A titre d’exemple, la première identification d’un isolat multi-résistant d’Enterobacter
aerogenes en 1988 a permis d’établir les bases moléculaires du mécanisme de mutations
spécifiques des porines. Le remplacement d’un résidu glycine par un aspartate dans la longue
boucle L3, dans une séquence hautement conservée parmi les porines entérobactériennes170,
induit des modifications majeures de la fonction des pores, telles que la diminution de la conductance, l’augmentation de la sélectivité des cations et l’augmentation du potentiel de seuil de fermeture du canal – autrement dit le potentiel de membrane minimal auquel les porines commencent à se fermer. Ces modifications sont corrélées à une résistance élevée aux
β-lactames171.
En 2004, des études ont démontré une régulation rapide de l’expression de la porine majoritaire d’E. aerogenes lorsque la bactérie était soumise à de l’imipénème. En effet, la prise de cet antibiotique s’est rapidement accompagnée de la disparition de la porine en charge de son influx dans la souche résistante aux β-lactamines. Lorsque le traitement fût
arrêté, la protéine réapparue et la souche bactérienne redevint sensible172.
Plusieurs travaux réalisés sur Klebsiella pneumoniae, qui exprime deux porines principales OmpK35 et OmpK36, ont signalé l’altération des profils de ces dernières accentuant la résistance bactérienne face aux antibiotiques. En effet, la perte d’une des deux porines, accompagnée de la production de β-lactamase, cause une résistance élevée à la céphamycine,
d’autant plus résistant aux antibiotiques174. De manière surprenante, chez certains isolats
cliniques dépourvus des deux porines majoritaires, les bactéries de K. pneumoniae se développe malgré tout grâce à l’expression à un niveau bas d’une troisième porine OmpK37,
normalement au repos175.
f. Fonction non diffusive des porines
Il s’avère que les porines jouent également un rôle essentiel à n’importe quelle étape de la formation de biofilms. Par exemple, les porines de P. aeruginosa participent à la formation de micro-colonies, étape préliminaire à l’établissement des biofilms.

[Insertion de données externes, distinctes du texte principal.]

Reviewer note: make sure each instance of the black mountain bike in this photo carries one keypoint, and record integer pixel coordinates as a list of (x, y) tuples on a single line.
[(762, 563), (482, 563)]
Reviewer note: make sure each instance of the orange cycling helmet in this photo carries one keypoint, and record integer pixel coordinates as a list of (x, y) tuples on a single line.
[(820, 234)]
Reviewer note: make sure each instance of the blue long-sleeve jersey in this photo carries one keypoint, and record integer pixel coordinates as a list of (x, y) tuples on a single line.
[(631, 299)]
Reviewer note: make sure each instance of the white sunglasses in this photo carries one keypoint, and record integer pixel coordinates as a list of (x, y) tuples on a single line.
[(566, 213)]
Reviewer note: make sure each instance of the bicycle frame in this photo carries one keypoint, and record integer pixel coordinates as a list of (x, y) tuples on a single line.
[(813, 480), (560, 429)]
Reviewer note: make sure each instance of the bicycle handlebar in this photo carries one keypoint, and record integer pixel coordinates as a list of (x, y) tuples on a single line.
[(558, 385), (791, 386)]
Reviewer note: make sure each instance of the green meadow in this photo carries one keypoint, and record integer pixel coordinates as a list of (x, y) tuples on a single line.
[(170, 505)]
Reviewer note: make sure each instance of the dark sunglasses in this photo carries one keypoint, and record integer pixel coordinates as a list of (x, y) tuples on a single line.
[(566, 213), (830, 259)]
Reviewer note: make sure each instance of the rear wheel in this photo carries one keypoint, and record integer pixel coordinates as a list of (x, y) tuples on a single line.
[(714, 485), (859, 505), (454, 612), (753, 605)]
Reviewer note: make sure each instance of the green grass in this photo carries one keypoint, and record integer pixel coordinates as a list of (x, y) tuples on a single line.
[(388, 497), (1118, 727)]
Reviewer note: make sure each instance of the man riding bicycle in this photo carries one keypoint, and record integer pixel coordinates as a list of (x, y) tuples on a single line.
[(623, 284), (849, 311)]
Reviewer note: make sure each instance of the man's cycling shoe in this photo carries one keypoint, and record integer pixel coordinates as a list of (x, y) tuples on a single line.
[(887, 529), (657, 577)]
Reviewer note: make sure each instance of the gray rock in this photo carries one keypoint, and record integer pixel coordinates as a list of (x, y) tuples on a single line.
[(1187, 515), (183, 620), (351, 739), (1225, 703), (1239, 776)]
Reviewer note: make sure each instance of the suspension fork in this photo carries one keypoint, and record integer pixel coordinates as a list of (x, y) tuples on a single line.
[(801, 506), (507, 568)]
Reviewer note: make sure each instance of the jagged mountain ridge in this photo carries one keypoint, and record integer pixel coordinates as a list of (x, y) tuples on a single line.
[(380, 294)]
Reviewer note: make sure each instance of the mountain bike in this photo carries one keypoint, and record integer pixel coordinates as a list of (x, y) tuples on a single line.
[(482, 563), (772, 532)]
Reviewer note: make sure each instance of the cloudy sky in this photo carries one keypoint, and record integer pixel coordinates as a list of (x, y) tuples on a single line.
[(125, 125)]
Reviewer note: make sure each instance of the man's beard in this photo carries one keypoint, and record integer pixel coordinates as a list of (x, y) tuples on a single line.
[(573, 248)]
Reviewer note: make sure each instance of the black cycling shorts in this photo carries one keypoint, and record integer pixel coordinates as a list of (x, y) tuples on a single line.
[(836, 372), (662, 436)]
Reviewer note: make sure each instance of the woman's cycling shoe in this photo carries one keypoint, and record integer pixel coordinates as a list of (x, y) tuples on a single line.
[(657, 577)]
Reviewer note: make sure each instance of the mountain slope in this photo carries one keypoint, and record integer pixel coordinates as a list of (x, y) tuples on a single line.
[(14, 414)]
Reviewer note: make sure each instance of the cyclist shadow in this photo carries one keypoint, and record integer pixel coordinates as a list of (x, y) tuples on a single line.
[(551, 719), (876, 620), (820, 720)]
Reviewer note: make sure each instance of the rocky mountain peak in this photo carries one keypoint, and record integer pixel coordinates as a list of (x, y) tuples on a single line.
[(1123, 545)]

La porine OpdF est impliquée dans le transport de molécules de signalisation et dans l’adaptation bactérienne face
au changement d’osmolarité au sein de la micro-colonie176, tandis que la porine OprF assure
le développement du biofilm en condition anaérobique177. Par ailleurs, les études de Cattelan
et al. en 2016 ont dévoilé que la porine OmpQ de Bodetella bronchiseptica est requise pour la
formation d’un biofilm mature178.
Nous comprenons vite que les porines sont primordiales au bon fonctionnement et à la survie des bactéries qui se développent en biofilms. C’est pourquoi, ces protéines membranaires représentent des cibles phares pour le développement de nouvelles stratégies thérapeutiques.